Look for Substance, Not Sizzle

The New York Times
September 27, 2004

Look for Substance, Not Sizzle
By ADAM CLYMER

With President Bush and John Kerry set to debate on Thursday, American political journalism is proclaiming that the occasion is a crucial "test" for Mr. Kerry, and perhaps for Mr. Bush.

Indeed. But it's also a test for journalists. Phony documents and dishonest advertising have captured more attention than the facts of the candidates' competing claims about health care, or whether either has a plan - a plausible plan - for Iraq. And neither candidate's acceptance speech got widespread scrutiny.

But the debates provide critical moments when the public pays attention, when voters can measure one candidate against the other. And the press will, as it has for years, do a creditable job of summarizing what is said, broadcasting the encounters live and even printing transcripts.

That will not be enough. For just as the 2000 National Annenberg Election Survey showed that voters learned what candidates stood for by watching debates, other research has shown that the public's views are influenced by what the news media emphasize.

The immediate judgments of television watchers can be changed by analysts citing a moment as a blunder or an overall presentation as strong or weak, commanding or uninformed, human or condescending. Often that impression has not even been conveyed by a seriously developed journalistic case, but by the trivia of television sound bites or reports in newspapers, like Al Gore's sighs or his flawed recollection of just who accompanied him on a trip to a disaster in Texas. Or when George H. W. Bush glanced at his watch, a movement interpreted to prove that he was uncomfortable debating Bill Clinton and Ross Perot.

The test for journalists is whether they can appreciate the importance of the event and help voters make sense of what is said, checking the accuracy of claims about the past and the present and the plausibility of what is claimed for the future. It won't do to say, "We covered that in August."

So if Mr. Kerry says he will solve the situation in Iraq by getting other countries to send more troops, the press needs to examine whether this could happen if he should win. And if Mr. Bush says he is going to solve the health insurance crisis with more community health care centers and fewer lawsuits, then journalists have to help voters determine whether Mr.

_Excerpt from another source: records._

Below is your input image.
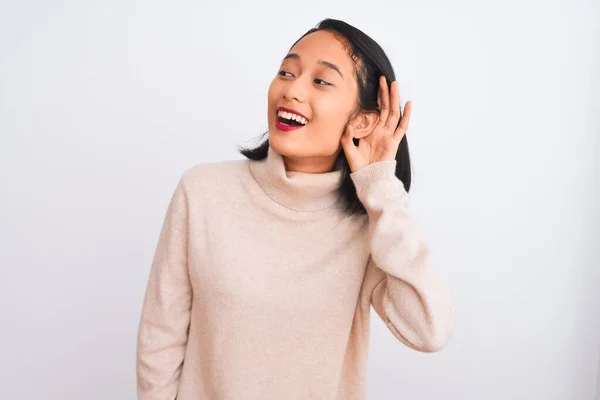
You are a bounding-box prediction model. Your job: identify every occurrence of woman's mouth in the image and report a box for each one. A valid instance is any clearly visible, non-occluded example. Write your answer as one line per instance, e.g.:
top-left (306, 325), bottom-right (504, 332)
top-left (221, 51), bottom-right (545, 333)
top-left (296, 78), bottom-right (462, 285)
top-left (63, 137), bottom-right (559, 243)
top-left (275, 107), bottom-right (308, 132)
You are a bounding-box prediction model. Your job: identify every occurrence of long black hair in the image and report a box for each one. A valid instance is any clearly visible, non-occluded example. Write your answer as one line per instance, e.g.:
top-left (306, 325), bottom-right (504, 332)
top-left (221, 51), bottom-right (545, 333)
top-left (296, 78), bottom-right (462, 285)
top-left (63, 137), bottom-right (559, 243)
top-left (239, 18), bottom-right (411, 215)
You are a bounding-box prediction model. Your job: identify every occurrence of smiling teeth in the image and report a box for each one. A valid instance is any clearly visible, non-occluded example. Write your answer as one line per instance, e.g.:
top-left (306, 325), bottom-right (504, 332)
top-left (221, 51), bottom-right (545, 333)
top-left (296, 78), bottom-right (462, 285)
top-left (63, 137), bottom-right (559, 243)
top-left (277, 111), bottom-right (308, 125)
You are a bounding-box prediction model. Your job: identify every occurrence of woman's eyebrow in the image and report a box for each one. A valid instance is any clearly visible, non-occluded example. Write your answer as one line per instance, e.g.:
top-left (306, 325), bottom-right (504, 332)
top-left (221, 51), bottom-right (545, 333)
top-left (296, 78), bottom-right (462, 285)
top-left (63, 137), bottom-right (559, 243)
top-left (283, 53), bottom-right (344, 79)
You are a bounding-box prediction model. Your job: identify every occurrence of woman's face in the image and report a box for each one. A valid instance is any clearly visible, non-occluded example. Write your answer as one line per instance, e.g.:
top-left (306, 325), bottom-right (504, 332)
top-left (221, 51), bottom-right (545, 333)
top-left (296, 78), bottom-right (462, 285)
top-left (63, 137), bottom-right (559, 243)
top-left (268, 31), bottom-right (358, 173)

Bush is offering cures or Band-aids.

The press in recent years has spilled a lot more important ink over debate style than substance, with dutiful fact-checking relegated to inside pages, and descriptions of candidates' manners and costumes - and above all, strategy accompanying the front-page accounts of what was actually said. It was not always that way. The accounts of the Kennedy-Nixon debates relied on accounts of what was said. So did the reporting of the 1976 debates. In that year and in 1980, articles pointing out major inaccuracies (like Gerald Ford's assertion that Eastern Europe was not under Soviet domination or Ronald Reagan's denial that he had ever said nuclear proliferation was not the United States's business) made the front pages.

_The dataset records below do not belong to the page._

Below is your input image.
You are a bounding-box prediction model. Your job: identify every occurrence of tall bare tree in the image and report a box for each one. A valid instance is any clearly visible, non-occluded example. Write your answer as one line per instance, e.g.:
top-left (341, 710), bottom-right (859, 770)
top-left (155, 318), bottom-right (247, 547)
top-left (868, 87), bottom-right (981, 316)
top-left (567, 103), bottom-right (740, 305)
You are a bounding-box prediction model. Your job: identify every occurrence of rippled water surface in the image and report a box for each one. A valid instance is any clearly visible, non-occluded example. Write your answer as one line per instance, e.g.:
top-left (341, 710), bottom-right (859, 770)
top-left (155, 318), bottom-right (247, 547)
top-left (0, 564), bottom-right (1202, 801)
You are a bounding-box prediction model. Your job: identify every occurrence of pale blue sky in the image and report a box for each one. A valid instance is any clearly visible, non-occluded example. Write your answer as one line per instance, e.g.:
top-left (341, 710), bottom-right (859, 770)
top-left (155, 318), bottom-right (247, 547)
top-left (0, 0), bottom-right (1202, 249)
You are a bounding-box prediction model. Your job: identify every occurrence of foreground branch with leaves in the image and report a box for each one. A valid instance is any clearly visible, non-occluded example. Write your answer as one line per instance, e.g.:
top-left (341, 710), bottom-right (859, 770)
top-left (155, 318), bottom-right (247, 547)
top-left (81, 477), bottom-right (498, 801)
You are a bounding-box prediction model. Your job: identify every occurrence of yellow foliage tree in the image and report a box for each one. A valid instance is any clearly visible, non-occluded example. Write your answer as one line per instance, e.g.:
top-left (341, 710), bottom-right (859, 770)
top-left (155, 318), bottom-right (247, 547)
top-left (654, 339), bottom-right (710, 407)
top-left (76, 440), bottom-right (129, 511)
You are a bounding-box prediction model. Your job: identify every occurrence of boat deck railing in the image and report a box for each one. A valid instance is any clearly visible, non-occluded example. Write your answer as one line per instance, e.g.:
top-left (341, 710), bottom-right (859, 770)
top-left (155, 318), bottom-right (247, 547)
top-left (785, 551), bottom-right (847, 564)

Sometime in the 1980's political coverage began to confuse itself with drama criticism. The word "performance" started showing up frequently in debate analyses, and reporters started citing Samuel Beckett in their front-page articles.

By 2000, front-page articles were saying the language that mattered was "body language," and that the candidates offered "the distilled ether of two very different personalities," while reporters' efforts to correct the debaters' claims on tax plans and patients' rights were buried inside the newspaper. And even those fact-checking efforts were constrained by an effort to balance one candidate's big mistakes against the other's minor errors. Strategy and color do belong in the report, but only after telling how Mr. Bush and Mr. Kerry propose to govern, and how much of what they say makes sense.

This is ultimately a challenge for newspapers because television isn't interested, not even the cable networks with their longer political broadcasts. Indeed after watching the coverage of the Swift Boat story, it is easy to imagine an evenhanded cable exchange revolving around a political ad saying one candidate thought the earth was round. Its sponsor would be challenged on cable by someone who said the earth was flat. In an effort to seem fair to both sides, journalists can forget to be fair to the public.

Adam Clymer, the former Washington correspondent for The Times, is the political director of the National Annenberg Election Survey.